12. The definition of the term 'manufacture' in Section 2(e-1) of the Act came up for consideration in the decision, Mineral Sales Corporation v. Commissioner of Sales Tax 1980 UPTC 382. In that case some minerals (emery powder, dolomite powder, etc.) were sold after powdering and not in the form in which they were obtained from mine. The question for consideration was if this activity of crushing those minerals fell within the term 'manufacture'. The learned single Judge who decided that case observed, thus :
The argument is correct only to the extent that even processing amounts to manufacture. But if by processing no new commercial commodity has been produced it is doubtful if it can be treated as separate item for taxability. Manufacture means to produce, to bring out something. If nothing has been produced, no new thing has been brought out, then an item cannot be said to have been manufactured. It was open to the legislature to give an artificial meaning to the word 'manufacture'. But that did not result in altering the basic concept of taxable event which arises by coming into being of different or new commodity and not by the inclusion of the word 'process' in 'manufacture'.
13. The word 'collecting' occurring in the term 'manufacture' is not to be understood in the wide sense in which the learned Standing Counsel would like it to be understood. The definition of the term 'manufacture' enumerates various stages or steps in the process of producing a new or a distinct commercial commodity. The expression 'collecting' in the definition should, therefore, be understood in that light as a part of that process and not simply as it is understood in common parlance. The mere collection of old and condemned utensils for sale in that very shape to others who might be manufacturing utensils or other articles out of the metal of such utensils is not carrying on any process in the direction of producing any new or distinct commodity. Since nothing like this is involved in the act of the assessee, it cannot be considered to be a manufacturer in relation to the old and condemned utensils obtained by it during the course of its business.

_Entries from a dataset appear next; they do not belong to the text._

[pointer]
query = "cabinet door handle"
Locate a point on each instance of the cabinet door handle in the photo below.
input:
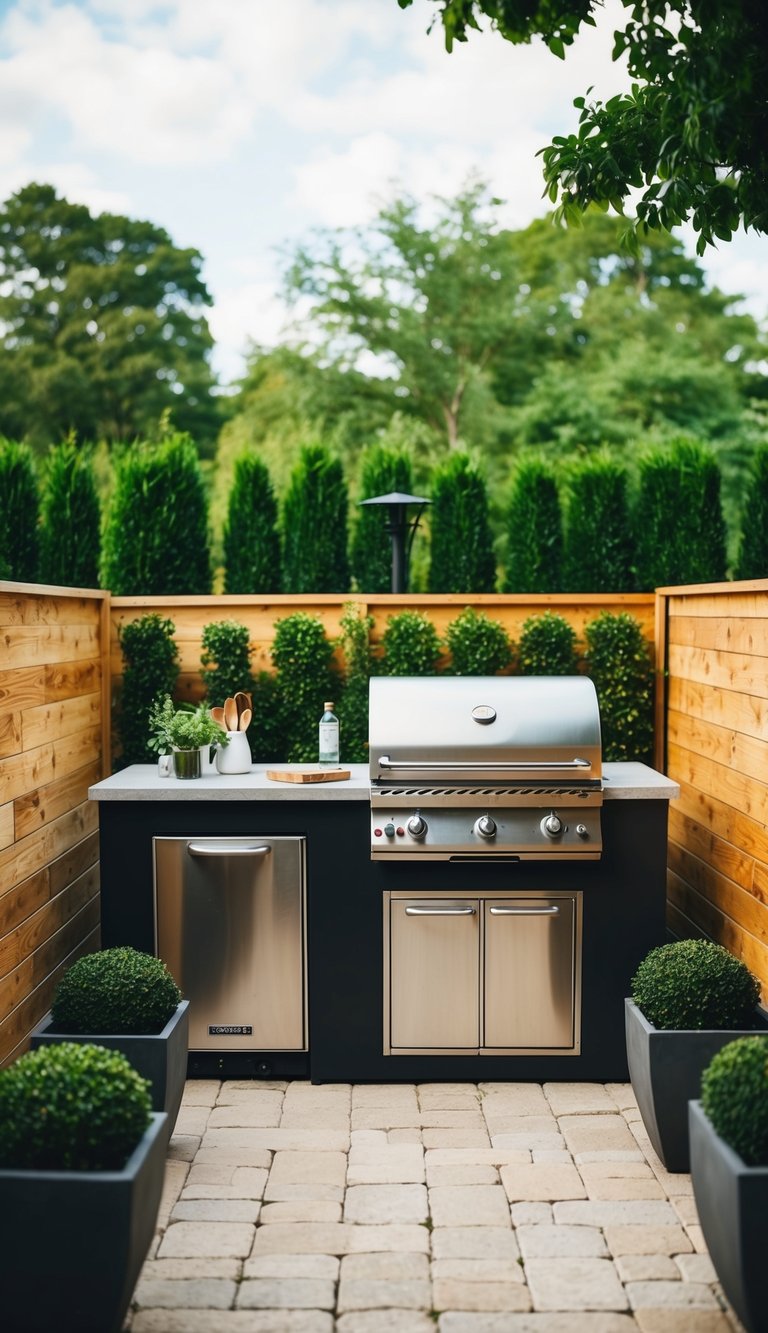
(466, 911)
(524, 911)
(211, 849)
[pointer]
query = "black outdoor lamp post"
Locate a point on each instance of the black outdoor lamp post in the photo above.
(402, 531)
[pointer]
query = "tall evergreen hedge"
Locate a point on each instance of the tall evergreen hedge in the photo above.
(315, 553)
(534, 531)
(383, 471)
(251, 539)
(462, 547)
(598, 551)
(70, 537)
(156, 536)
(752, 560)
(19, 513)
(679, 517)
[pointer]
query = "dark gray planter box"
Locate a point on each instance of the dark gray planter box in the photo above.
(666, 1071)
(158, 1056)
(74, 1243)
(732, 1203)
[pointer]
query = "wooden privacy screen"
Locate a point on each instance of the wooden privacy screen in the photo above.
(54, 741)
(715, 643)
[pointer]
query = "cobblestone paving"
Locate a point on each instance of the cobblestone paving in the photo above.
(400, 1208)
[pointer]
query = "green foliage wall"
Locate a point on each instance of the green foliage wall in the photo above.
(315, 524)
(70, 537)
(19, 512)
(679, 517)
(462, 555)
(156, 536)
(534, 531)
(251, 539)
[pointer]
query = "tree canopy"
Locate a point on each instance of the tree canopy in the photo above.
(691, 135)
(103, 324)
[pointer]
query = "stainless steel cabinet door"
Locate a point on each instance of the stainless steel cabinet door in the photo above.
(435, 973)
(230, 925)
(530, 973)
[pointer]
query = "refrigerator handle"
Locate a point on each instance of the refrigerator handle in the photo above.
(211, 849)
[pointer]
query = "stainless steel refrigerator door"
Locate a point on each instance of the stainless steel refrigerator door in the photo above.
(230, 923)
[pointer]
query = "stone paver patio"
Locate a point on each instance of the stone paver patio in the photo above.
(412, 1208)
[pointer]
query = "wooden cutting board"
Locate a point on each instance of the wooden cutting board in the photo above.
(308, 775)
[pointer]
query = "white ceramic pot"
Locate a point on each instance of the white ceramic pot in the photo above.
(234, 757)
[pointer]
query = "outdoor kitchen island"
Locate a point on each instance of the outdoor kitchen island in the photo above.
(355, 997)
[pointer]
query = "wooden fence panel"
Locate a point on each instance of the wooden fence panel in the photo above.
(54, 744)
(716, 747)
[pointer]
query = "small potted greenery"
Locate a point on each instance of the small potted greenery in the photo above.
(688, 1000)
(127, 1001)
(730, 1173)
(82, 1169)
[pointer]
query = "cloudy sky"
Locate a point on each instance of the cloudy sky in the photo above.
(242, 124)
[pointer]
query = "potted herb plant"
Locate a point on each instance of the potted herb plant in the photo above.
(688, 1000)
(730, 1173)
(82, 1168)
(127, 1001)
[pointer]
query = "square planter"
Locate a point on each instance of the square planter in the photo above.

14. There is yet another angle. As is clear from the judgment of the Tribunal, the assessee received old and condemned utensils from its customers of new utensils as a part of the price of the utensils sold. It (assessee) did not purchase old and condemned utensils independently for sale to other for profit. Since the assessee received old and condemned utensils in the course of its business of sale of new utensils, it had in the very nature of things, (sic) or who were intermediaries. Receiving old and condemned utensils in such circumstances cannot be deemed collecting within the meaning of this word as it is understood in common parlance.
15. For the above reasons, the answer to the question of law is that the assessee is not covered under the definition of 'manufacture' and its act does not fall within the definition of the term 'manufacture'. The view of the Tribunal that the brass scrap consisting of old and condemned brass utensils was not taxable was, therefore, correct.
16. In the result, both the revisions have no merit and are dismissed with costs which are assessed at Rs. 200.